NVIDIA Tesla P100 SXM2 NVLINK GPU (FC EC4C, EC4D, EC4F, CCIN EC4C)

 

 

******* PLEASE READ THIS ENTIRE NOTICE *********

 
DATE: January 23, 2017

Table of Contents

 

1.0 Microcode and Document Revision History

2.0 General information

3.0 Installation time

4.0 Machine's Affected

5.0 Linux Requirements

 

 

1.0 Microcode and Document Revision History

Firmware Level

Description

86.00.26.00.02

GA release fw.
Self-extracting image with NVIDIA Firmware Update Utility Version 5.323.0

 

The Firmware Levels Below Are No Longer Supported By IBM Once They Have Been Removed From The Microcode Down Load Website.

It is best practices to update to the latest FW level not only for IBM support of these products, but for optimal performance and to ensure that all of the required HW/FW fixes are installed. Once new FW has been released to the field, we will provide a 6 month grace period for customers to update these products to the currently supported FW level.

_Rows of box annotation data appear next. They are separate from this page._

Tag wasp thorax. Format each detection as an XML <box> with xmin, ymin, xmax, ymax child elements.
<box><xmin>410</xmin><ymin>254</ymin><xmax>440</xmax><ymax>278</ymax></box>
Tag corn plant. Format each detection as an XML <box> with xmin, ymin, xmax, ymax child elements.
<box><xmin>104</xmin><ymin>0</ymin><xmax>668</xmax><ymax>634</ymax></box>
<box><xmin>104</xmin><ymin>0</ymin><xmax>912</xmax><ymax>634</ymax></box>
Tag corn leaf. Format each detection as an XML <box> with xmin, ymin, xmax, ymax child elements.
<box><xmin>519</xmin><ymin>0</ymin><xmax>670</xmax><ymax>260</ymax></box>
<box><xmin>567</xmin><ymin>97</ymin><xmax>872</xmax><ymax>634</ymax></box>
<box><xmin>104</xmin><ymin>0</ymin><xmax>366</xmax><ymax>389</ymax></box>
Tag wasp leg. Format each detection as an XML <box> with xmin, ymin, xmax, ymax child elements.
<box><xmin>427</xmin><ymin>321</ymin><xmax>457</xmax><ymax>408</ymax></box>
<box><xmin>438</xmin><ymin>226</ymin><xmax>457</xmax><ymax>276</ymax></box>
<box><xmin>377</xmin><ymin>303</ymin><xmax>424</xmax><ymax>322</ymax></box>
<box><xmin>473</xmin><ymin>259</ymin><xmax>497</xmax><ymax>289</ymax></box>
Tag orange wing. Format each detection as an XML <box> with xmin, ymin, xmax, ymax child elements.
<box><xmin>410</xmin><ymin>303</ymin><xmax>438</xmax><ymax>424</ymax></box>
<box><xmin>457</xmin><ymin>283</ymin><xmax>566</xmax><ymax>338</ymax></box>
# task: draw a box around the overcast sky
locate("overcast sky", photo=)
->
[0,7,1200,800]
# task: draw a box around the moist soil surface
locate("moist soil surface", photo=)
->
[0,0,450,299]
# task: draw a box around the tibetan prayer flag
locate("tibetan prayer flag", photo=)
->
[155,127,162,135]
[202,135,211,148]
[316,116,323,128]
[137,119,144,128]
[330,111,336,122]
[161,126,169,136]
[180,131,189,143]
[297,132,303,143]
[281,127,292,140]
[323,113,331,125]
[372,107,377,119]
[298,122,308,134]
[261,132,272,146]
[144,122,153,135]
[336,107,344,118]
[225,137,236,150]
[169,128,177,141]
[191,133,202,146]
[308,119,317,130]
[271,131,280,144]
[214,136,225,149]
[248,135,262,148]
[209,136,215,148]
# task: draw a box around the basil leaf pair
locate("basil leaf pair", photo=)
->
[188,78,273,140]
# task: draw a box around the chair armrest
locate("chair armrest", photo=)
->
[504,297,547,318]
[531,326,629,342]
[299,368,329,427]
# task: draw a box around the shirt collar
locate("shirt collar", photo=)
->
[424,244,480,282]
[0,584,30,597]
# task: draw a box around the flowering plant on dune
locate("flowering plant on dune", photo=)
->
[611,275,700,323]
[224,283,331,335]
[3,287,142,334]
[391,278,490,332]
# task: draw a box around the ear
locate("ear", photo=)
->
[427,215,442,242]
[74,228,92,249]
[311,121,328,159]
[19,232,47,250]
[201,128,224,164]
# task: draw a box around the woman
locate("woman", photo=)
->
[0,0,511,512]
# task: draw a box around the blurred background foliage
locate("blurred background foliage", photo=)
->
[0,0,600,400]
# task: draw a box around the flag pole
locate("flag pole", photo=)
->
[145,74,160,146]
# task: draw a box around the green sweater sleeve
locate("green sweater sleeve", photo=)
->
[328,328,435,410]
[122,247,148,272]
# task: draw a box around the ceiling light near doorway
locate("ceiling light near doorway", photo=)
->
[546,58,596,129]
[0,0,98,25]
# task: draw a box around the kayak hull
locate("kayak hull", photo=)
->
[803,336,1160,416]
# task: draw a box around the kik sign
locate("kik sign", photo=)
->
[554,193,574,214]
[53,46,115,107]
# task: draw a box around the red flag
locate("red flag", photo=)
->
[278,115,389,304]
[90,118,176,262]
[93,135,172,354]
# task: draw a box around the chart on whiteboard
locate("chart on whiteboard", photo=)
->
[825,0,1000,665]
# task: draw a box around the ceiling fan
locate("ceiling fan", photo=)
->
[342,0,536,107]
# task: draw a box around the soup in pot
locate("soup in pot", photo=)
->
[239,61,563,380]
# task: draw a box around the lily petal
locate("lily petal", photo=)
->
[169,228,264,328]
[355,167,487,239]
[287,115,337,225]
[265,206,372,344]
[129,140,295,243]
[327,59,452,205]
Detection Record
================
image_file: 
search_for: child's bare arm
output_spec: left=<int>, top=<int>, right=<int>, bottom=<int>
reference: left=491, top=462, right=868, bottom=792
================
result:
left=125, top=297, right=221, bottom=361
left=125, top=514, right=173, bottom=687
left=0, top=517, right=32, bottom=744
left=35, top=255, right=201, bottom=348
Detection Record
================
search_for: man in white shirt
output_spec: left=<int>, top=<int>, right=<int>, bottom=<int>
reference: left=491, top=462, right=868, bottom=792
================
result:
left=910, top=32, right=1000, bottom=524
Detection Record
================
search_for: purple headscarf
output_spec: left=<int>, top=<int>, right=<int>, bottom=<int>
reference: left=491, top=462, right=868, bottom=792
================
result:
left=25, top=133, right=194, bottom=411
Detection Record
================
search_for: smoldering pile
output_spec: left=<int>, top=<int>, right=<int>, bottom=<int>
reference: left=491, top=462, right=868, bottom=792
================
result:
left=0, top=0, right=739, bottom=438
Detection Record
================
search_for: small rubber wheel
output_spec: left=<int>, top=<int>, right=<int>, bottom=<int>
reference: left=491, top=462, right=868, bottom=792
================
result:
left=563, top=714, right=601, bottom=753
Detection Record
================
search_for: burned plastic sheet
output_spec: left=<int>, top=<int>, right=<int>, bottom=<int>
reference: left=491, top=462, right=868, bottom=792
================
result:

Please Update To The Latest Level At Your Earliest Convenience

86.00.1C.00.01

Early shipment release

 

 

 

Document Revision History

Description

1/23/2017

Creating readme file with latest VBIOS – 86.00.26.00.02

 

 

 

 

2.0 General information

This Readme file is intended to give directions on how to update the VBIOS found on the NVIDIA Tesla P100 SXM2 NVLINK GPU (FC EC4C, EC4D, EC4F, CCIN EC4C)

Special Requirement:

Reboot of the OS is required.

Non-Concurrent Download:

The microcode installation does NOT support concurrent download.

NOTE: It is recommended that the installation be scheduled during a maintenance window or during non-peak production periods.

Supported OS
Linux

 

3.0 Installation time

Approximately 10 minutes.

 

4.0 Machine's Affected

S822LC     (8335-GTB)
Feature Codes

EC4C Air-Cooled NVIDIA Tesla P100 GPU (for First Pair)
EC4D Air-Cooled NVIDIA Tesla P100 GPU (for Second Pair)
EC4F Water-Cooled NVIDIA Tesla P100 GPU

CCIN EC4C

5.0 Linux Requirements Error! Bookmark not defined.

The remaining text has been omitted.